Item 1.01. Entry Into a Material Definitive Agreement.
On January 10, 2022, Crawford REV Acquisition Company LLC (“Crawford REV”), a Delaware limited liability company and indirect wholly-owned subsidiary of Crawford United Corporation (the “Company”), completed the acquisition (the “Reverso Transaction”) of substantially all the assets of Reverso Pumps, Inc., a Florida corporation and developer, designer, manufacturer, seller and distributor of oil change systems, fuel and oil transfer pumps, fuel primers, fuel polishing systems and engine flushing systems (“Reverso”), pursuant to an Asset Purchase Agreement (the “Reverso Asset Purchase Agreement”) entered into and effective January 10, 2022 by and among (i) Crawford REV, (ii) Reverso, (iii) John J. Napurano, Jr. and Jacqueline Napurano, Trustees of the John J. Napurano Living Trust Dated 4/6/04 (the “John Napurano Trust”), and (iv) John J. Napurano, Jr. and Jacqueline Napurano, the beneficiaries of the John Napurano Trust (the “John Napurano Trust Beneficiaries,” and with Reverso and the John Napurano Trust, the “Reverso Seller Parties”).

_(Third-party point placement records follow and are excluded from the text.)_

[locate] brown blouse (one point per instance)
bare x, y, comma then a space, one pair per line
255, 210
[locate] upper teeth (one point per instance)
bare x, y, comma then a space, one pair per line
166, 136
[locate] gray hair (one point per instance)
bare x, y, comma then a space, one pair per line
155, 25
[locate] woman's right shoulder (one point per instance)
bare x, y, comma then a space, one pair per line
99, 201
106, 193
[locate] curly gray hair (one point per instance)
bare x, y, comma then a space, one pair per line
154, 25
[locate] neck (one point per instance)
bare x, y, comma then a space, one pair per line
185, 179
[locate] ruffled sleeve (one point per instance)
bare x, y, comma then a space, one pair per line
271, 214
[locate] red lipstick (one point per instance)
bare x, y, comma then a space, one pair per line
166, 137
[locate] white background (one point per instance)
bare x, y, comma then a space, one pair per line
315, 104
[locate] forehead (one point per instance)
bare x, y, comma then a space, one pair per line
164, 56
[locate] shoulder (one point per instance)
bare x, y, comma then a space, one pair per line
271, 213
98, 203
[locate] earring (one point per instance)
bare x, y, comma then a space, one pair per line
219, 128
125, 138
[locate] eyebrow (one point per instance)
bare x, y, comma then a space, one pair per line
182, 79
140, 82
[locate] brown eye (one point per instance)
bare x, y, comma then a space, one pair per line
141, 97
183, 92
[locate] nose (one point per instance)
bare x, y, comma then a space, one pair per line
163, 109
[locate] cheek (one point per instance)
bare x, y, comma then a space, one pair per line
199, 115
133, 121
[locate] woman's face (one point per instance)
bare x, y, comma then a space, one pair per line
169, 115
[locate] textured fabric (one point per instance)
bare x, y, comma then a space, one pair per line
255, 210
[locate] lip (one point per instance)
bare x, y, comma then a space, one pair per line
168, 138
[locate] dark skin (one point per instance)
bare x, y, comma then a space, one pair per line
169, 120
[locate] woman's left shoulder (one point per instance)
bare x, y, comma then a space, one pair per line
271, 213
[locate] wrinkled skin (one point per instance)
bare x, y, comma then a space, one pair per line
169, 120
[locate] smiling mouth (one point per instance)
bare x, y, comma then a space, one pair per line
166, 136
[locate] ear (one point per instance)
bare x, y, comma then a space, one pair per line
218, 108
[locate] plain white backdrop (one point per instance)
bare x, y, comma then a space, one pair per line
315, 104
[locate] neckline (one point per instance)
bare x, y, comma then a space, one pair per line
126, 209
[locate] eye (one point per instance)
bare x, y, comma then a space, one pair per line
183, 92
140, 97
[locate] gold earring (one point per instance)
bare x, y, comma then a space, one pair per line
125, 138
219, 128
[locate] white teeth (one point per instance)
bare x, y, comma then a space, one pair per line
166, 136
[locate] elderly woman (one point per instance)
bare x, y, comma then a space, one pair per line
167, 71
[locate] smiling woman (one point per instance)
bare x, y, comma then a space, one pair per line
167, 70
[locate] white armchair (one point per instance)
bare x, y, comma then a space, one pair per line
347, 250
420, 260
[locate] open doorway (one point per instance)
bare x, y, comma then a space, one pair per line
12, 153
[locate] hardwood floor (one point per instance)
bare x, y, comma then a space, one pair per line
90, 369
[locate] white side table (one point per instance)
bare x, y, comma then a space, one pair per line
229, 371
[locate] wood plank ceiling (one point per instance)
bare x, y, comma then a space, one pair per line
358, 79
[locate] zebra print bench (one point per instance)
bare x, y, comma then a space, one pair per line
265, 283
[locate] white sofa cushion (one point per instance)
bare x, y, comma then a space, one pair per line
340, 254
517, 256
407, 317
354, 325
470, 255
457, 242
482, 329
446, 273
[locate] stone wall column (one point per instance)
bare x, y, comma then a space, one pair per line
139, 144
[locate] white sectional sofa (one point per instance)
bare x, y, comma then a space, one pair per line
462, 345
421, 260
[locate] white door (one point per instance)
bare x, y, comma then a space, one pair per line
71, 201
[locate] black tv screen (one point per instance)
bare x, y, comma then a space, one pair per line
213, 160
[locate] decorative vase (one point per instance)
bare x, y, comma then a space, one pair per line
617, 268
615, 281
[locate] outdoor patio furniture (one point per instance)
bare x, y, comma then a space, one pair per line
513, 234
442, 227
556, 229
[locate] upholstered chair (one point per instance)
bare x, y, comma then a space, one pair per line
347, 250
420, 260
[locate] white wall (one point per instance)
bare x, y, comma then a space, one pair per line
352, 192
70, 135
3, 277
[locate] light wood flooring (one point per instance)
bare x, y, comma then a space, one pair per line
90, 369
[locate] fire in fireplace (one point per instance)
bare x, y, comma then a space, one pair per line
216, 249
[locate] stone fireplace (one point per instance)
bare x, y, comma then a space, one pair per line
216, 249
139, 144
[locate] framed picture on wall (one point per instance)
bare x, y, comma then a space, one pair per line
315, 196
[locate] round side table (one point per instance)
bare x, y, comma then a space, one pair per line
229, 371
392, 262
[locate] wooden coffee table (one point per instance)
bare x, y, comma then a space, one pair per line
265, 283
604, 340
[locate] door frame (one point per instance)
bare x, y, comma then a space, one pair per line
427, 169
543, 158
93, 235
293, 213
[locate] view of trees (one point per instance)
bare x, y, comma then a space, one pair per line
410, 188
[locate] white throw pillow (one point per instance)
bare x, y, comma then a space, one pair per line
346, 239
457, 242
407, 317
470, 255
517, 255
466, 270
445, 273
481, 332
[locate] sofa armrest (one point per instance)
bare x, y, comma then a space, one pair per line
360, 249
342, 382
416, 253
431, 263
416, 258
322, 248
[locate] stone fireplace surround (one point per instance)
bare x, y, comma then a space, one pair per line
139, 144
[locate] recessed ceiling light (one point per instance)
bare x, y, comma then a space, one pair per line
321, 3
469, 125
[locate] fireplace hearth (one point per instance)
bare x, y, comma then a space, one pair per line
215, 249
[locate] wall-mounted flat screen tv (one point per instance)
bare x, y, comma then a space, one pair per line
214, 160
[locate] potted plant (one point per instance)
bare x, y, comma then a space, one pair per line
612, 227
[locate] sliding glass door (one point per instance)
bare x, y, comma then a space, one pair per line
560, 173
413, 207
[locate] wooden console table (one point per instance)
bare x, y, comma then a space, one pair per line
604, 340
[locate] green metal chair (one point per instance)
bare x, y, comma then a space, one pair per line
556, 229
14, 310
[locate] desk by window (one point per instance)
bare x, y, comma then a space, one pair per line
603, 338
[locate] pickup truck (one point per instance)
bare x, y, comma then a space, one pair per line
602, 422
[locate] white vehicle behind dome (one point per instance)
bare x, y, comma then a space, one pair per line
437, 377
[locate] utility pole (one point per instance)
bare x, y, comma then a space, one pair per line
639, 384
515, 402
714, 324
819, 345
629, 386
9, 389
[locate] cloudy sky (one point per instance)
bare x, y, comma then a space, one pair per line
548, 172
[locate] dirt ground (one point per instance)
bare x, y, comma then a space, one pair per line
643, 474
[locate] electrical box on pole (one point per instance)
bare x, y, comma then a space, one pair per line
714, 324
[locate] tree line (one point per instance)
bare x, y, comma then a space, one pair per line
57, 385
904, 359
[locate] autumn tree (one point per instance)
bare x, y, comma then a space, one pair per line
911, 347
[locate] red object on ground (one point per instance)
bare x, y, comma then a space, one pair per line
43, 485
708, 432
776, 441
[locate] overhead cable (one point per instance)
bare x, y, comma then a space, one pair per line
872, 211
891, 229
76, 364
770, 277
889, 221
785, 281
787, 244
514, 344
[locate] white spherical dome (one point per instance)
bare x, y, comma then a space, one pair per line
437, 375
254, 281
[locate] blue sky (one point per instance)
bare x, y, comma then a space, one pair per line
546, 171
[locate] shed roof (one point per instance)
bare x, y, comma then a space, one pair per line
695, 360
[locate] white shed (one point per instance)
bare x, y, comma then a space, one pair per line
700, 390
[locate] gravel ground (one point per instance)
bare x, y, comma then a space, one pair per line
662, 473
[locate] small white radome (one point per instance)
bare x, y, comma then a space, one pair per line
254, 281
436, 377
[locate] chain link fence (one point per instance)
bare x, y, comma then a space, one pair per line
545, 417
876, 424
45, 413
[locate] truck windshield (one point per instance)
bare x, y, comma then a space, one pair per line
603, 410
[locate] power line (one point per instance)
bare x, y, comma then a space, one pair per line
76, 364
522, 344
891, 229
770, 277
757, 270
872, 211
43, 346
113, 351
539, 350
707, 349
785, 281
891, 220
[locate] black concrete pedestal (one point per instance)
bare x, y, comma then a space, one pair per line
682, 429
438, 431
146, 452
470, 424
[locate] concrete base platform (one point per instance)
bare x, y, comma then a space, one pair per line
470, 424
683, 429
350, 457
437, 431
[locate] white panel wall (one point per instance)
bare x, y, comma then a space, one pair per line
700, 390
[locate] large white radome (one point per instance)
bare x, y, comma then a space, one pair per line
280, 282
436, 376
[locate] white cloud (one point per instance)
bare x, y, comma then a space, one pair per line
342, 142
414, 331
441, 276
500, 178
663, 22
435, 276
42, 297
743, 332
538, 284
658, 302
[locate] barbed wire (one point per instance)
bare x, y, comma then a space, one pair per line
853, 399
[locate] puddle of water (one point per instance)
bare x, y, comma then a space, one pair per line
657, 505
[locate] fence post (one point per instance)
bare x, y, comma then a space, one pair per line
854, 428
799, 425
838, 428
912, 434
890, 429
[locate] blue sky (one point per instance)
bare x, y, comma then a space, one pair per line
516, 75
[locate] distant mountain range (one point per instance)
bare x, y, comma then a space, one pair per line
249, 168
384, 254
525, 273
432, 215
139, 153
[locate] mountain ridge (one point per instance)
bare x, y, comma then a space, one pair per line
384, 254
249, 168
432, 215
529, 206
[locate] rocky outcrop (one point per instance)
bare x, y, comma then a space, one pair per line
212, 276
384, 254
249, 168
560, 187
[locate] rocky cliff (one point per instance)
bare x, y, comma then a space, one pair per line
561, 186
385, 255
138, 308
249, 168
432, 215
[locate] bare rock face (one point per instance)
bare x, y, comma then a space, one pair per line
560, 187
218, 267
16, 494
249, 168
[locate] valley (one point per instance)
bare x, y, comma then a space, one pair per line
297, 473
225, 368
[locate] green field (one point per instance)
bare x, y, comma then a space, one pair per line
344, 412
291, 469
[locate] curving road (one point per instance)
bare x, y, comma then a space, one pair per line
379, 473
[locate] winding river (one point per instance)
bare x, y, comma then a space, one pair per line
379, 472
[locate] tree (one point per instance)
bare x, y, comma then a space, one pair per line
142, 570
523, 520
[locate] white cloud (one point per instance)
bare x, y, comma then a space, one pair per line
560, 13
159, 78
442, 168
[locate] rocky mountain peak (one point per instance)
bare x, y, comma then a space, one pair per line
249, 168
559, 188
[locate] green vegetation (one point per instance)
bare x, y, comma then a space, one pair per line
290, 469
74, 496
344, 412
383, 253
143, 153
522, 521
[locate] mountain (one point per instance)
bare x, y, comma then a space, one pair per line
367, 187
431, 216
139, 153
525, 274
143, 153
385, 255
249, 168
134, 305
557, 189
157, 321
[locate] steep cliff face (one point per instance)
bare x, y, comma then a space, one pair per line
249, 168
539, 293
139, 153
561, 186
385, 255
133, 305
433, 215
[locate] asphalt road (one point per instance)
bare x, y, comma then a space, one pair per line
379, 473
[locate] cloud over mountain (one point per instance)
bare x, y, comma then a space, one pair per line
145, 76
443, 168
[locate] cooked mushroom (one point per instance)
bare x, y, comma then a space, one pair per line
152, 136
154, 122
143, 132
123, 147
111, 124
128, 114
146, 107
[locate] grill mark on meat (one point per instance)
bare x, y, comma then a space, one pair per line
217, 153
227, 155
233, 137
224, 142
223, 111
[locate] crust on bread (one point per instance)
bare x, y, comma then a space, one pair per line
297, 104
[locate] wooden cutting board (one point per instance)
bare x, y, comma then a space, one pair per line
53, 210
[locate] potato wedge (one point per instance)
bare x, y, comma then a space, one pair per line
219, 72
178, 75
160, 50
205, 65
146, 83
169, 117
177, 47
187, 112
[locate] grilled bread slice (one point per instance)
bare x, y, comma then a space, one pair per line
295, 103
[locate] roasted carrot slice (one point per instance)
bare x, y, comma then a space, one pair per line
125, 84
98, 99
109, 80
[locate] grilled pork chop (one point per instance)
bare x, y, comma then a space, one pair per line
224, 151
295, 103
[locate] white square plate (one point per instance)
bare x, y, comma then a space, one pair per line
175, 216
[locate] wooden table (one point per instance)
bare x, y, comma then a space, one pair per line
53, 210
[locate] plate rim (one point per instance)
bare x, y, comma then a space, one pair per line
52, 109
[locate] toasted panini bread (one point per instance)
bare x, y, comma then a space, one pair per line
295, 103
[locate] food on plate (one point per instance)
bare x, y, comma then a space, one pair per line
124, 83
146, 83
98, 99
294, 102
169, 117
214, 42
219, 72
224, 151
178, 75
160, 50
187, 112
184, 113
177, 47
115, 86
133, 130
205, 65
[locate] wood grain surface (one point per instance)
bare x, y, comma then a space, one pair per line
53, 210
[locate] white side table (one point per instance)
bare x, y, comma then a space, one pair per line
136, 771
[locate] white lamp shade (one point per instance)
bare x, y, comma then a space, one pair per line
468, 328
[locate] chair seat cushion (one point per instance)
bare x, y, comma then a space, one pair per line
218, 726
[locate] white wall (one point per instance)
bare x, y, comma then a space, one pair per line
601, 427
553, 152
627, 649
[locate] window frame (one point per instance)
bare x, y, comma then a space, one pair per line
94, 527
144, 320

Additionally, on January 10, 2022, Crawford SEP Acquisition Company LLC (“Crawford SEP”), a Delaware limited liability company and indirect wholly-owned subsidiary of the Company, completed the acquisition (the “Separ Transaction,” and with the Reverso Transaction, the “Transactions”) of substantially all the assets of Separ of the Americas, LLC, a Florida limited liability company and developer, designer, manufacturer, seller and distributor of oil change systems, fuel and oil transfer pumps, fuel primers, fuel polishing systems and engine flushing systems (“Separ”) pursuant to an Asset Purchase Agreement (the “Separ Asset Purchase Agreement,” and together with the Reverso Asset Purchase Agreement, the “Purchase Agreements”) by and among (i) Crawford SEP, (ii) Separ, and (iii) the John Napurano Trust, and John J. Napurano, Jr. and Jacqueline Napurano, Trustees of the Jacqueline Napurano Living Trust Dated 4/6/04 (together with the John Napurano Trust, the “Trusts”), and (iv) John J. Napurano, Jr. and Jacqueline Napurano, the beneficiaries of the Trusts (collectively with Separ, the Trusts, and the John Napurano Trust Beneficiaries, the “Separ Seller Parties”).
Crawford REV acquired the assets of Reverso on a cash-free, debt-free basis for a purchase price of $2.5 million in cash, subject to customary post-closing adjustments. Crawford SEP acquired the assets of Separ on a cash-free, debt-free basis for a purchase price of $1.5 million in cash, subject to customary post-closing adjustments.
The Purchase Agreements contain customary indemnification obligations of each party with respect to breaches of their respective representations, warranties and covenants, and certain other specified matters, which are subject to certain exceptions, terms and limitations described further in the Purchase Agreements. The Purchase Agreements also certain customary post-closing covenants of the parties, including cooperation on tax and audit matters.
The parties to the Transactions have made customary representations, warranties and covenants in the Purchase Agreements. The representations, warranties and covenants set forth in each Purchase Agreement have been made only for the purposes of such agreement and were solely for the benefit of the parties to such Purchase Agreement, may be subject to limitations agreed upon by the contracting parties, including being qualified by confidential disclosures, may have been made for the purposes of allocating contractual risk between the parties to such Purchase Agreement instead of establishing these matters as facts, and may be subject to standards of materiality applicable to the contracting parties that differ from those applicable to investors. Accordingly, the Purchase Agreements are included with this filing only to provide investors with information regarding the terms of the Transactions, and not to provide investors with any other factual information regarding the parties or their respective businesses, and should be read in conjunction with the disclosures in the Company's periodic reports and other filings with the Securities and Exchange Commission.
A copy of the Reverso Asset Purchase Agreement is attached hereto as Exhibit 2.1, and a copy of the Separ Asset Purchase Agreement is attached hereto as Exhibit 2.2. The Purchase Agreements are incorporated in this Item 1.01 by reference. The foregoing description of the Purchase Agreements is a summary, does not purport to be complete and is qualified in its entirety by reference to the full text of the Purchase Agreements.